Business

Krispy Kreme's Canadian assets for sale

Operator of Krispy Kreme stores in Canada puts assets on sale seven weeks after being placed under bankruptcy protection.

Krispy Kreme's Canadian assets have been put up for sale seven weeks after the U.S.-based doughnut company had the firm that owns and operates stores in Canada placed under bankruptcy protection.

KremeKo Inc., which has exclusive franchise and licensing arrangements with Krispy Kreme Doughnut Corp., was forced on April 15 to file for protection from its creditors.

It decided this week that the greatest value could be achieved by an asset sale. The plan has the backing of Krispy Kreme and the company's secured creditors, including the Bank of Nova Scotia and GE Capital Canada Equipment Financing Inc., which is owed more than $3 million.

KremeKo could end up selling the business as a going concern or it could entertain offers for the rights to operate Krispy Kreme franchises in Canada.

"People could put in an offer for each of those scenarios," lawyer David Bish told the Canadian Press. Bish represents one of KremeKo's landlords, Cadillac Fairview.

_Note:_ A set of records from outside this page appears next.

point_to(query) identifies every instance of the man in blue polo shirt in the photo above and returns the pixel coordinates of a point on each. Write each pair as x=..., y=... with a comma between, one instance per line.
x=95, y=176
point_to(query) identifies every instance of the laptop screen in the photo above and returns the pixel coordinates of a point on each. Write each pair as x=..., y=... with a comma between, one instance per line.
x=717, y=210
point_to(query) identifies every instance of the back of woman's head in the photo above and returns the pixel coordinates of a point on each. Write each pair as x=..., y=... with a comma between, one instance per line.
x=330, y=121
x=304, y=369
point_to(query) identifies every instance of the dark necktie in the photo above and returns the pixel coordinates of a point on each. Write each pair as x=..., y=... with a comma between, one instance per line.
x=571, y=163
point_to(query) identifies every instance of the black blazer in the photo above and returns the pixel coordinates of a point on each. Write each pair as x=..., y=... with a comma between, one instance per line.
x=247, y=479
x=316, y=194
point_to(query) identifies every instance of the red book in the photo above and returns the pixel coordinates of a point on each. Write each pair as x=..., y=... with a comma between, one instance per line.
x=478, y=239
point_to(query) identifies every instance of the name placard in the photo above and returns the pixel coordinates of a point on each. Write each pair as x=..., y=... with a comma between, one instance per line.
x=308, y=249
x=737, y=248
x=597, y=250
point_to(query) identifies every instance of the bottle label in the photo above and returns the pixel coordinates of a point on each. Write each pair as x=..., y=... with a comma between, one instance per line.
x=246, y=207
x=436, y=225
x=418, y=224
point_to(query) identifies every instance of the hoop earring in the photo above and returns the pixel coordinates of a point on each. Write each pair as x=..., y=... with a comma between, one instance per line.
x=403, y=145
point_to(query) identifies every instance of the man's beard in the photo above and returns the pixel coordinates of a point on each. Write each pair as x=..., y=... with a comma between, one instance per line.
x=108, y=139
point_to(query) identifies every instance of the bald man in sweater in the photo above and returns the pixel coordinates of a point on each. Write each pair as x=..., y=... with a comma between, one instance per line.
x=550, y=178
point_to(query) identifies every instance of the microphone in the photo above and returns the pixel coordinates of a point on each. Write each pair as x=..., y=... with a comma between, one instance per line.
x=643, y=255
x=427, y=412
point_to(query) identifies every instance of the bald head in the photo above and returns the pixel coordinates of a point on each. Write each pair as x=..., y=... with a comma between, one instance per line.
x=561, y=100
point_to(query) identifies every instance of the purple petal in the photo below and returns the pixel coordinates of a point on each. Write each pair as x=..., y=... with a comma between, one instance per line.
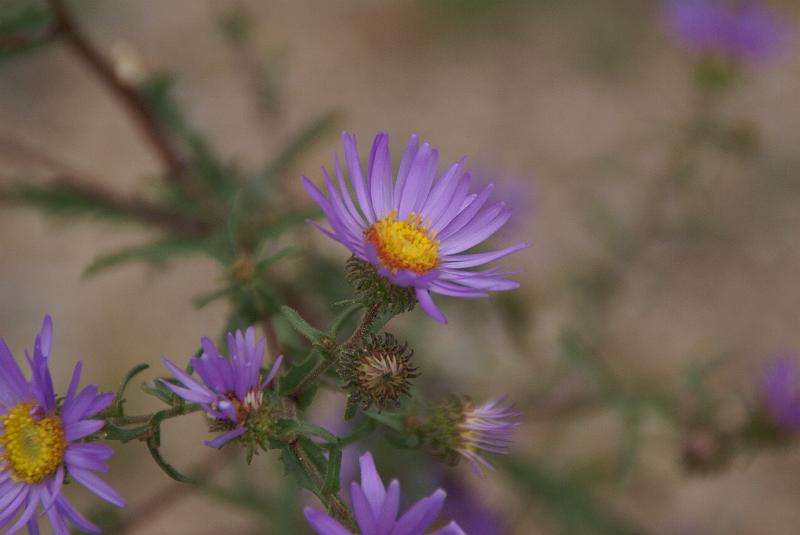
x=30, y=509
x=409, y=155
x=74, y=516
x=421, y=515
x=371, y=483
x=365, y=517
x=357, y=176
x=450, y=529
x=380, y=176
x=391, y=505
x=478, y=259
x=13, y=385
x=323, y=524
x=430, y=308
x=273, y=371
x=74, y=381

In a court filing this week, the company warned that it will need to begin drawing on a $1.5 million loan provided by Krispy Kreme for its restructuring by the week of June 20.

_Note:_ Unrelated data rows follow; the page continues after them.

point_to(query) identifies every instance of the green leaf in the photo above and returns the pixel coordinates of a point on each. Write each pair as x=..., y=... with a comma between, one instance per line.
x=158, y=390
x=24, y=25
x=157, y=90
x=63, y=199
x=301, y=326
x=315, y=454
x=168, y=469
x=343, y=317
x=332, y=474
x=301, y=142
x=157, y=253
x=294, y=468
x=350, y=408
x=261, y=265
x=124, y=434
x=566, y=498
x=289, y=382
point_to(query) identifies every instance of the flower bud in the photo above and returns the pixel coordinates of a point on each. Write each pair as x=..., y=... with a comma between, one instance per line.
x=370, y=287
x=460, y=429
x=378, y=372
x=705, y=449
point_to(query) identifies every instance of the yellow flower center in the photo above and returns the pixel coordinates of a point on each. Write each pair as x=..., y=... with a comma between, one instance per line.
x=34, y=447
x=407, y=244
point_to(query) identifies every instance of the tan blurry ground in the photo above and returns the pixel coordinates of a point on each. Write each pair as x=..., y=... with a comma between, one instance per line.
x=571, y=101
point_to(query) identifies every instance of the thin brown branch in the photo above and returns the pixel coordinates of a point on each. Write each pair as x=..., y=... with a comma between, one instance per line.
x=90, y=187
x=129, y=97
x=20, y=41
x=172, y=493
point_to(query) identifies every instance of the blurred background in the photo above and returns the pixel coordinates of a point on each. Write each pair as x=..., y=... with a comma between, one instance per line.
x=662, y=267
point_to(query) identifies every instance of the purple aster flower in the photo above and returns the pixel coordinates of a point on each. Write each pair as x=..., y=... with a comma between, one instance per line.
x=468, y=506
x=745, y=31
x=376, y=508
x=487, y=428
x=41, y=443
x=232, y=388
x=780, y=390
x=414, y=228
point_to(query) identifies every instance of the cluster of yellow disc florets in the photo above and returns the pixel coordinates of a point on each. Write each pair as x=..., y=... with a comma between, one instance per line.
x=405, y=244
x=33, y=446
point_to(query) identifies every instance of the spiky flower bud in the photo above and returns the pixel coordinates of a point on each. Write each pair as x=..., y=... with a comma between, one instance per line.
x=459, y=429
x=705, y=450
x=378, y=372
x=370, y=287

Cash flow projections show it expects to lay out nearly $1.4 million more cash than it takes in during the nine-week period ending Aug.5, when its current creditor protection order is due to expire.

Under an agreement reached in 2000, KremeKo was required to open 32 stores within seven years and pay Krispy Kreme $40,000 US for each store plus 4.5 per cent of sales.

However, by January this year rising losses had forced it to close six of its 18 stores, followed by another four outlets in April.

The company's woes mounted in May when the Ontario Ministry of Labour charged it with three violations of the Occupational Health and Safety Act relating to an accident in which an employee was injured in 2004. Each charge carries a maximum penalty of $500,000.

North Carolina-based Krispy Kreme's once-rosy financial fortunes began dimming in the spring of 2004, when it reported its first quarterly loss, placing much of the blame on the rising popularity of low-carbohydrate diets.

The company is now being run by a corporate turnaround specialist while the U.S. Securities and Exchange Commission investigates allegations of financial irregularities and exaggerated revenues.